Abstract

Although nonmelanoma skin carcinomas (NMSC) are increasing nationwide, rates are difficult to measure precisely, because few registries include types of carcinoma. Albuquerque, New Mexico is a high risk site for both melanoma and NMSC. In a National Cancer Institute (NCI) survey conducted between 1977 and 1978, NMSC incidence rates among non-Hispanic white males were the highest of 8 national study sites. Experience with NMSC over 28.5 years at the Lovelace Health Systems in Albuquerque, New Mexico is described. The impact of multiple tumors was emphasized, recent annual incidence rates in members of the Lovelace Health Plan (LHP) were calculated, and trends in incidence rates since the NCI survey were estimated. There were 10,760 tumors among 4958 people between 1964 and mid-1992, with an average of 2.2 lesions per person (range: 1-92 lesions). Basal cell carcinoma (BCC) was 6.6 times more common than squamous cell carcinoma (SCC), and more likely to be multiple. There was an excess of males among persons with each tumor type and among subjects with multiple tumors. Only 46.1% of NMSC were first tumors; multiple or subsequent tumors comprised 53.7%. More than half of the concomitant or subsequent tumors were diagnosed within 1 year of the first, but new tumors were still appearing in the same subjects more than 10 years later. The incidence of NMSC between 1989 and 1991 among LHP members increased with age, and rates were higher for non-Hispanic males than females. Hispanics had much lower rates than non-Hispanic whites (NHW), with no sex differential. Incidence rates of BCC have increased markedly since 1977 and 1978 in NHW males, and to a lesser extent in other groups.
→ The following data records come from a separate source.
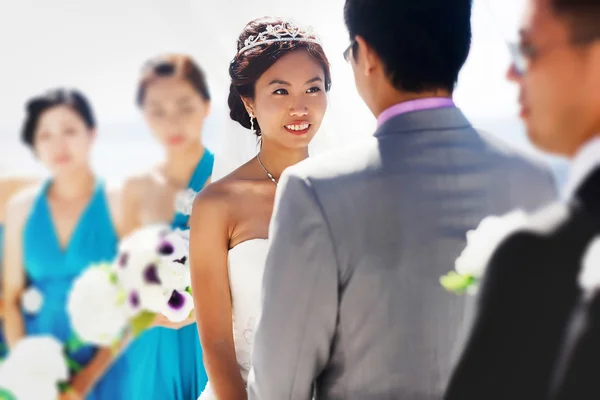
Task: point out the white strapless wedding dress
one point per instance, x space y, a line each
246 267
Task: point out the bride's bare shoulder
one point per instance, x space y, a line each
231 187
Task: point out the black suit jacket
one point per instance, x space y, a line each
525 302
577 374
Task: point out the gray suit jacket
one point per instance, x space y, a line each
352 303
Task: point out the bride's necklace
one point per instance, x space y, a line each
264 169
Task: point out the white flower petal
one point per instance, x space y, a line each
32 300
180 309
483 241
38 359
589 277
97 308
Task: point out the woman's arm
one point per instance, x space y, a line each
209 239
8 188
14 273
129 206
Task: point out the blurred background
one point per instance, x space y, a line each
99 48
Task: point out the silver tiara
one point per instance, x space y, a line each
285 32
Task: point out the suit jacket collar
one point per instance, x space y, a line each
425 120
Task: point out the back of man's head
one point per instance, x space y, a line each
423 44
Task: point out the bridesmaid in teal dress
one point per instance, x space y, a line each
55 231
175 100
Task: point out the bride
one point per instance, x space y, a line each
280 77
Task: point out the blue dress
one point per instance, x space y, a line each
52 270
169 363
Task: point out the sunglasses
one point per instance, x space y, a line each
522 54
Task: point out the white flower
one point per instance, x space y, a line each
97 307
179 306
482 242
154 298
32 300
174 271
589 277
21 388
34 368
184 201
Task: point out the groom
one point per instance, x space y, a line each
532 283
352 305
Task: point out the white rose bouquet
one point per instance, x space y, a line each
149 276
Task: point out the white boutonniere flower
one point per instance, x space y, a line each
483 242
589 277
481 245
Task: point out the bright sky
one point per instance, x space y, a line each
99 47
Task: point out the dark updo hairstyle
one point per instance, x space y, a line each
247 67
53 98
168 65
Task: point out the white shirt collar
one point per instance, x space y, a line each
585 161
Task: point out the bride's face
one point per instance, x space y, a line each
175 112
290 100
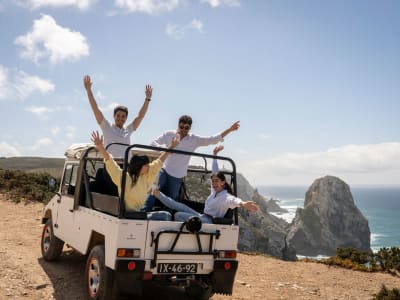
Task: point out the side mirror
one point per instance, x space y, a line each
52 184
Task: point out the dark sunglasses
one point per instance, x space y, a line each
187 127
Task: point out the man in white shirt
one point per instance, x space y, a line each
117 132
175 166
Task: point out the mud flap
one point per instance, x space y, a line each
222 278
130 282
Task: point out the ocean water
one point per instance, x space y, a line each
379 204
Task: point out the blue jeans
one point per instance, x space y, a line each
184 211
167 184
159 216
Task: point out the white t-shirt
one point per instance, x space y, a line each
176 164
217 204
114 134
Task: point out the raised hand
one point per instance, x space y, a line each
148 91
87 82
218 149
235 126
251 206
175 141
97 139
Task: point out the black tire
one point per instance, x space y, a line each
99 279
50 245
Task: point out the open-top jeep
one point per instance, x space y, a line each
123 248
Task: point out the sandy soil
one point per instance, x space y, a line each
25 275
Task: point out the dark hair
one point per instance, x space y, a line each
221 177
121 108
135 165
185 119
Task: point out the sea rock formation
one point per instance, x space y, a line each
329 220
260 231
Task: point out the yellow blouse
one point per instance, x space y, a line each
135 196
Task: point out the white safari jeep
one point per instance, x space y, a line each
123 248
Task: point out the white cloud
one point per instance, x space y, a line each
178 32
147 6
7 150
80 4
70 132
42 112
264 136
48 40
350 161
21 85
26 84
216 3
54 131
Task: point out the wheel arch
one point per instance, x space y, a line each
96 238
46 215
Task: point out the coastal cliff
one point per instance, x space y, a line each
329 220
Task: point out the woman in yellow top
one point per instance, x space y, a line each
142 173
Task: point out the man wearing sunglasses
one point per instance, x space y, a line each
175 166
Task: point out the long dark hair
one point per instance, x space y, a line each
221 177
135 165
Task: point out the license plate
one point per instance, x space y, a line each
175 268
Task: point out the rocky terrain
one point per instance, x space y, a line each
329 220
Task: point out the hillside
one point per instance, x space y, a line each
25 275
53 166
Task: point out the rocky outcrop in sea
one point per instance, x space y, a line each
260 231
329 220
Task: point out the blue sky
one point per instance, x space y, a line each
315 84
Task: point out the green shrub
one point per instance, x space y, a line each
20 185
386 294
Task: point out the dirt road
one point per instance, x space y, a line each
25 275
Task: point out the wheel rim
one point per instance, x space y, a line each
93 277
46 238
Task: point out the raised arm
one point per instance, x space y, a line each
142 112
97 139
97 112
235 126
216 150
250 205
174 143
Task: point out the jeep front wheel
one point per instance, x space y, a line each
99 280
51 246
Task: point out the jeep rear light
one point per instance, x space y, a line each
124 252
131 266
147 275
227 254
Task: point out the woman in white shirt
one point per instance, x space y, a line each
217 203
142 173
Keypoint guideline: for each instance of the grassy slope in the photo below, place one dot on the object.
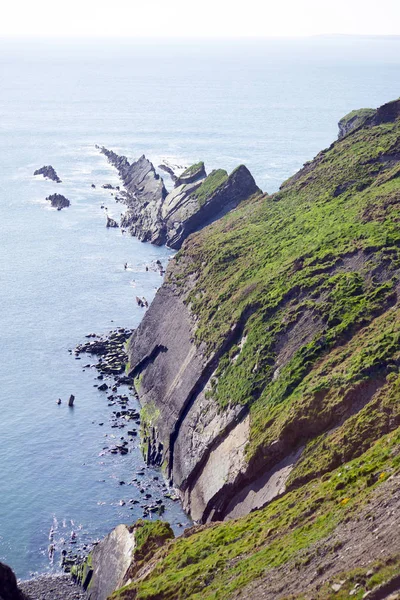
(277, 260)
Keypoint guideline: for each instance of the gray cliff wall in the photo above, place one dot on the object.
(200, 448)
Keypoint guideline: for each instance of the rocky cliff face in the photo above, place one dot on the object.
(118, 558)
(8, 585)
(155, 216)
(249, 362)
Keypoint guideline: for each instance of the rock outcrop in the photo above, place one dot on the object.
(111, 222)
(227, 358)
(197, 200)
(120, 556)
(369, 117)
(168, 170)
(58, 201)
(8, 585)
(48, 172)
(144, 195)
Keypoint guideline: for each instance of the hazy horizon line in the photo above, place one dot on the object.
(200, 38)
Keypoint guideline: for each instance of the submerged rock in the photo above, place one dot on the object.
(8, 584)
(111, 222)
(48, 172)
(354, 120)
(58, 201)
(117, 558)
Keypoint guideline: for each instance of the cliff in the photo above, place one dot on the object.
(197, 200)
(268, 371)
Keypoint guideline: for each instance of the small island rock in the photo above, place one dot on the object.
(48, 172)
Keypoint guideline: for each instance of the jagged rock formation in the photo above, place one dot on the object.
(58, 201)
(48, 172)
(111, 222)
(120, 556)
(369, 117)
(168, 170)
(268, 368)
(240, 347)
(8, 585)
(158, 217)
(354, 120)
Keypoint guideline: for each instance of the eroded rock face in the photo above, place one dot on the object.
(8, 585)
(201, 448)
(119, 556)
(111, 222)
(58, 201)
(144, 195)
(48, 172)
(155, 216)
(198, 200)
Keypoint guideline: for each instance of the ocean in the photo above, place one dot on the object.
(270, 104)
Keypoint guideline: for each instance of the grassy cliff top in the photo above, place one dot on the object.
(309, 280)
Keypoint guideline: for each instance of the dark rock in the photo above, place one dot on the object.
(168, 170)
(8, 584)
(48, 172)
(58, 201)
(158, 217)
(111, 222)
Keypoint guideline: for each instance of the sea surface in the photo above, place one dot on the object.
(269, 104)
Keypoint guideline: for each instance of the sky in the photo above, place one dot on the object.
(200, 19)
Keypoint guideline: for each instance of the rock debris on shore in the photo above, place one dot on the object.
(52, 587)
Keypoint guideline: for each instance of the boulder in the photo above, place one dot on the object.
(8, 585)
(111, 222)
(48, 172)
(354, 120)
(58, 201)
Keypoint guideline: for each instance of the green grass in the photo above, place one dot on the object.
(309, 277)
(193, 169)
(212, 182)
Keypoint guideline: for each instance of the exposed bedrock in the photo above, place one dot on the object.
(197, 200)
(48, 172)
(58, 201)
(8, 584)
(201, 448)
(225, 458)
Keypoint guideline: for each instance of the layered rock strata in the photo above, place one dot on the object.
(249, 307)
(156, 216)
(48, 172)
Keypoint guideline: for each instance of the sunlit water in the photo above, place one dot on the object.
(269, 105)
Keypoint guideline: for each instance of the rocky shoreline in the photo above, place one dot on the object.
(48, 172)
(52, 587)
(156, 216)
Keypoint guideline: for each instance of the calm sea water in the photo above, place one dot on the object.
(271, 105)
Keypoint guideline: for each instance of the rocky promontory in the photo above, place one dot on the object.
(197, 200)
(8, 585)
(58, 201)
(48, 172)
(229, 409)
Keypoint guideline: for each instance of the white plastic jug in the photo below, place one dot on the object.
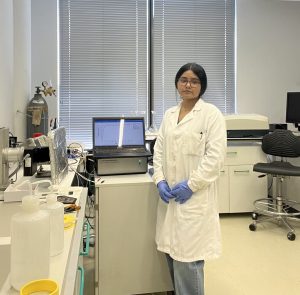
(30, 243)
(56, 211)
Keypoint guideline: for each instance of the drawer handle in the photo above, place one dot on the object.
(87, 242)
(241, 171)
(81, 289)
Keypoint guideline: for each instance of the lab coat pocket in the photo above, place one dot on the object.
(193, 144)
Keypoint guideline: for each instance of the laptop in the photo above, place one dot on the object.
(115, 137)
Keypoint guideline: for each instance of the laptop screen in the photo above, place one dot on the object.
(118, 132)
Rates of SCC have not changed. The ratio of NMSC to other carcinomas at Lovelace has doubled over the same interval and has increased 10-fold over the last 2 decades. These data confirm the marked effect of age, ethnicity, and sex on NMSC rates. Differences in trends in BCC and SCC highlight their somewhat different etiologies. The increasing rate of BCC since the late 1970s and the large numbers of multiple tumors make a powerful case for intensified efforts at both primary and secondary prevention.